Carpaccio is a fresh and appetizing dish whose elegance has seduced Italy and the rest of the world.
The delicate flavour of meat is enhanced by lemon juice and a light velvety mayonnaise.
Legend has it that carpaccio was first created in Italy around 1950 in honour of the artist Vittorio Carpaccio who was exhibiting his artworks in Italy around that time.
Giuseppe Cipriani, the director of Harry's Bar, drew inspiration from the artist's works when he devised this raw meat recipe to satisfy a request put forward by one of his clients.
From then on, carpaccio became one of the most renowned dishes of the Italian culinary scene and thanks to its rich flavour, soon made its appearance on many dining tables around the world.
Extremely fresh and appetizing, carpaccio is a perfect summer dish since it requires no cooking. However, don't let the simplicity of its ingredients fool you: this is a dish that depends on a perfect balance and delicate harmonies which must be respected with loving care.
Cut the meat into very fine slices and lay them out on a plate. Make the mayonnaise by putting the yolks into a bowl and beating them with an electric whisk as you gradually add the oil in a slow drizzle. When the sauce is velvety smooth, add a few drops of lemon juice and a pinch of salt.
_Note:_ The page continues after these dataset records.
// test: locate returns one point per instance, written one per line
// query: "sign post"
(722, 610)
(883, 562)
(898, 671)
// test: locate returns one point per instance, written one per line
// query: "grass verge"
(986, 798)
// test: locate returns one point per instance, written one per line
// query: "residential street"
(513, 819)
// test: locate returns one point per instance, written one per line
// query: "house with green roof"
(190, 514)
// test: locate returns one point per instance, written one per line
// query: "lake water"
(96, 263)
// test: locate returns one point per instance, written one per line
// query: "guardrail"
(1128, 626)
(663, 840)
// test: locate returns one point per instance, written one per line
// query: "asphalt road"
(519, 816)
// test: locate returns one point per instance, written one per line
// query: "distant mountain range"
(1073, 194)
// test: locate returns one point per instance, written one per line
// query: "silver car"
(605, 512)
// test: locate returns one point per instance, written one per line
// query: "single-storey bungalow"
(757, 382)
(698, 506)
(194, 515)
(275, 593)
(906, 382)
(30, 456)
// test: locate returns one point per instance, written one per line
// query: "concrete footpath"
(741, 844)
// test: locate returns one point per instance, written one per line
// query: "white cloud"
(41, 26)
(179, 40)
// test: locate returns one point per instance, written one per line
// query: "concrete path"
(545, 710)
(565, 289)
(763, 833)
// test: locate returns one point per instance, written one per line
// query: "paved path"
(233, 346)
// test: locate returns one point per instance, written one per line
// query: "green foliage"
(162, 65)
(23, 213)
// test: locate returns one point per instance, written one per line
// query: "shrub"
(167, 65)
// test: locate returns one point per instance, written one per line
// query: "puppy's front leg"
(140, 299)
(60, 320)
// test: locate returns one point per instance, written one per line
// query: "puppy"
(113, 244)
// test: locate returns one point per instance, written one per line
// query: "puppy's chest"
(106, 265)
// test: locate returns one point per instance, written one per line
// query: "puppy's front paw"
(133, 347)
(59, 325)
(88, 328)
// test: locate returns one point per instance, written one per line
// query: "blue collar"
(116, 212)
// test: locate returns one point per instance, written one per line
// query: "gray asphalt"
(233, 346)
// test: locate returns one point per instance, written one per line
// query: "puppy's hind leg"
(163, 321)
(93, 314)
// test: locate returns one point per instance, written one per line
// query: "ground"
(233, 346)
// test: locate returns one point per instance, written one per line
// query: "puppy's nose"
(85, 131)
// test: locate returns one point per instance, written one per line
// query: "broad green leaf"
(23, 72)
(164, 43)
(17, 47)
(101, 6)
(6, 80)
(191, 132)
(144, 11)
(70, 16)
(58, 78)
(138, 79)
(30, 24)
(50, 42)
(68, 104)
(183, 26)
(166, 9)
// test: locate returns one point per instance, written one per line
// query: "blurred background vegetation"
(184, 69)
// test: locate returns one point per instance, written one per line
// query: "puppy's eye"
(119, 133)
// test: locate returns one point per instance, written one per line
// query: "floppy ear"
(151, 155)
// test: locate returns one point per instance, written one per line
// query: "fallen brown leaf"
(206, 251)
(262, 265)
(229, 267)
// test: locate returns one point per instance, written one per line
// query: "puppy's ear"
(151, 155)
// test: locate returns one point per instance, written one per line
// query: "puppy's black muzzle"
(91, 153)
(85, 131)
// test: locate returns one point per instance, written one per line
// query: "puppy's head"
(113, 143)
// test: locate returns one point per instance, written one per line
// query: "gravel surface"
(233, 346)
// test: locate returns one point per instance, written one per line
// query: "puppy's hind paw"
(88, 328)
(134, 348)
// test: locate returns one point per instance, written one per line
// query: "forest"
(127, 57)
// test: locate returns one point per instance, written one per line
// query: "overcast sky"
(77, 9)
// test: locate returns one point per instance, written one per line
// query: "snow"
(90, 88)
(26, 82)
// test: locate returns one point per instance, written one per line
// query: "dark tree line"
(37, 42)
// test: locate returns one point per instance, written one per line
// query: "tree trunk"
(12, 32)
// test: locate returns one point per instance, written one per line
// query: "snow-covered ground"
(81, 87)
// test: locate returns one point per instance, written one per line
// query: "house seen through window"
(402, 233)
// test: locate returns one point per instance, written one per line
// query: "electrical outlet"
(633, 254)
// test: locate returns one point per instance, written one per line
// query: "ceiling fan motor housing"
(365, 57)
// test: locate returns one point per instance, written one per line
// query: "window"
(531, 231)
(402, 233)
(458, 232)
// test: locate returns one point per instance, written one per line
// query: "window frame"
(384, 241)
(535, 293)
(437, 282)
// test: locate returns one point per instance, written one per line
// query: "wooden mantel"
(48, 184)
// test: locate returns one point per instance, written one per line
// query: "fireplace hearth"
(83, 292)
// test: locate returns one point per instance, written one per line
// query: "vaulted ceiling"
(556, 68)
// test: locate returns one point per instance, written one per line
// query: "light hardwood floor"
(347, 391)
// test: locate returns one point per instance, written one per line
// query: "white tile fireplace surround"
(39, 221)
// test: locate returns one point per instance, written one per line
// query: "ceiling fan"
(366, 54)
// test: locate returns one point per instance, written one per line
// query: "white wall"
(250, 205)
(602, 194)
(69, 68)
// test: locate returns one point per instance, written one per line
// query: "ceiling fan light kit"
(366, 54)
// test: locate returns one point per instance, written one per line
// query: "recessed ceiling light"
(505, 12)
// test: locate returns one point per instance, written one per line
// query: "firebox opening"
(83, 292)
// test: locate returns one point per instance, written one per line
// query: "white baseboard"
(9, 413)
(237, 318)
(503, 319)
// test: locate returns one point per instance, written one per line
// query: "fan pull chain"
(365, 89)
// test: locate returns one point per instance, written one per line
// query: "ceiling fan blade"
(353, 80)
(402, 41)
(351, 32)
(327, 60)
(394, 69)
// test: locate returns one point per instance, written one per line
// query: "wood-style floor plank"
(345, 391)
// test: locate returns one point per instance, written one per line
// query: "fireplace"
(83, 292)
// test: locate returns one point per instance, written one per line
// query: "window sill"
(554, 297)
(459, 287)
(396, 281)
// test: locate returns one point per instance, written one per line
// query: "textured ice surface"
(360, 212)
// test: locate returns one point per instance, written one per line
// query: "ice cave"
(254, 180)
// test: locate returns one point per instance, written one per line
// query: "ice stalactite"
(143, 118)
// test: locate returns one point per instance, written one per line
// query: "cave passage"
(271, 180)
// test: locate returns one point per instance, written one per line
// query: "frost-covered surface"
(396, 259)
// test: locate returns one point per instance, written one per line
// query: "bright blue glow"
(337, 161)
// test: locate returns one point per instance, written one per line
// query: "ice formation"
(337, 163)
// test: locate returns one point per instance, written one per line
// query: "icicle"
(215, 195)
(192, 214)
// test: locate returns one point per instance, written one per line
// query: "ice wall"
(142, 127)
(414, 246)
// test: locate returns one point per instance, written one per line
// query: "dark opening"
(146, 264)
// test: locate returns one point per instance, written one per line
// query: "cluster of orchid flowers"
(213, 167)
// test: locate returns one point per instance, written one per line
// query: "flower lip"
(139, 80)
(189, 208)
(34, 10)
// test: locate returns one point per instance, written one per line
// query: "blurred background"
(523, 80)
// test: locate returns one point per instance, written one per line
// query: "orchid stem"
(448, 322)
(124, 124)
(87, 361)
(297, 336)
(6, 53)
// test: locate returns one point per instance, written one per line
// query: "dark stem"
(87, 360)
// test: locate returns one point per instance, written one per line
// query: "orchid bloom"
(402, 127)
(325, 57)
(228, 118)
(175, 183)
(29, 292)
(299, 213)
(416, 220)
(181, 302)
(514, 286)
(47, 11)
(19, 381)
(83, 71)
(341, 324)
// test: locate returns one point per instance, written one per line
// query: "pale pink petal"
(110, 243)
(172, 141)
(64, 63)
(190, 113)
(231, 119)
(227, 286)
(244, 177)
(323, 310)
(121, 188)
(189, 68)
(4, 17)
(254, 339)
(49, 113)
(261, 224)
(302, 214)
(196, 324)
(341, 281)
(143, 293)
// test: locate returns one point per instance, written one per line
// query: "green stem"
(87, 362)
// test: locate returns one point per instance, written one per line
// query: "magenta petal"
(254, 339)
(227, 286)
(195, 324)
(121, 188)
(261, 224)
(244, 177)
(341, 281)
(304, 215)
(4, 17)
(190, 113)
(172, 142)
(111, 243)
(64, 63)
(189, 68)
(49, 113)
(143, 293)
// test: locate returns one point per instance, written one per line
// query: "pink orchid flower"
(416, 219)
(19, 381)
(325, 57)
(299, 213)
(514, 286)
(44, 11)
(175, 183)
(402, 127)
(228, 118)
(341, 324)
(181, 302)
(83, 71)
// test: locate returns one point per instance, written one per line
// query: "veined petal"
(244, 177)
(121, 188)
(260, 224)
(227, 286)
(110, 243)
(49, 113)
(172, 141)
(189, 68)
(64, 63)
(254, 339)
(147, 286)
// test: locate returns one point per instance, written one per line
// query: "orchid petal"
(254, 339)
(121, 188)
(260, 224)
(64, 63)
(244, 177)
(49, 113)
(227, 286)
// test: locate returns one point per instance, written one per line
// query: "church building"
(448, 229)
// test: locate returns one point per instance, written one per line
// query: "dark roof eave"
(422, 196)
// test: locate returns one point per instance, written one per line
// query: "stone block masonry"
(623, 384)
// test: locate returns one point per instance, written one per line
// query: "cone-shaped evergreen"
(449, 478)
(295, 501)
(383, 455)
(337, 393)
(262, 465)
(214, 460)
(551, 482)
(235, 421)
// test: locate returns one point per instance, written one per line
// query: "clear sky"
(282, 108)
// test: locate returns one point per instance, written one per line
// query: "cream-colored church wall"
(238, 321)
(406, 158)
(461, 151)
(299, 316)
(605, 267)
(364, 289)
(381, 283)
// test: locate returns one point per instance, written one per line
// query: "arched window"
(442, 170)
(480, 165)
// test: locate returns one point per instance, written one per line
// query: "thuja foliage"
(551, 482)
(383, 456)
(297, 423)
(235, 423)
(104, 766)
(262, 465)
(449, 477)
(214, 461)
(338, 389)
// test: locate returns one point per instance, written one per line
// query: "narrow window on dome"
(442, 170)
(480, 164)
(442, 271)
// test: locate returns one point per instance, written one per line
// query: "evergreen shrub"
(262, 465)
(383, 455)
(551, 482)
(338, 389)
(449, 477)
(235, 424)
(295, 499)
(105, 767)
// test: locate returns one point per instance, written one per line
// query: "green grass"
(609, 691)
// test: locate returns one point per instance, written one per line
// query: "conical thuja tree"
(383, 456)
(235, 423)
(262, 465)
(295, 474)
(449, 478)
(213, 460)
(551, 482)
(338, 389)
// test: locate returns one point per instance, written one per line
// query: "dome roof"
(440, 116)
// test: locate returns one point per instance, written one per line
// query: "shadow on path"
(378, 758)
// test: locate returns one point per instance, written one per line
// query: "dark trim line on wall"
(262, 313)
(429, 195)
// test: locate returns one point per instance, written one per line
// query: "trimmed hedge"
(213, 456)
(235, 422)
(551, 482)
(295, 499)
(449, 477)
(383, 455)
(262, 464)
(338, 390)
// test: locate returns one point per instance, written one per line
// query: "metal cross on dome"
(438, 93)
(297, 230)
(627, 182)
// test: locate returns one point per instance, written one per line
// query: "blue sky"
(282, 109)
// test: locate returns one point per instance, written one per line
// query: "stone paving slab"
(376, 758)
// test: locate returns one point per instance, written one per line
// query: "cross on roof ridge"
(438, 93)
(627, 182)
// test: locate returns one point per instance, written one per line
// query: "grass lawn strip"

Put the Worcester sauce, milk and a little lemon juice in another smaller bowl, mixing well, and add this sauce to the mayonnaise. Drizzle the sauce onto the meat and, if you like, add a few rocket leaves and some slices of champignon mushrooms.
Down through the years, the basic recipe for carpaccio has been applied to numerous ingredients other than beef sirloin. Fish, vegetables and even some types of cheese are cut very finely and then dressed with sauces to enhance their flavour.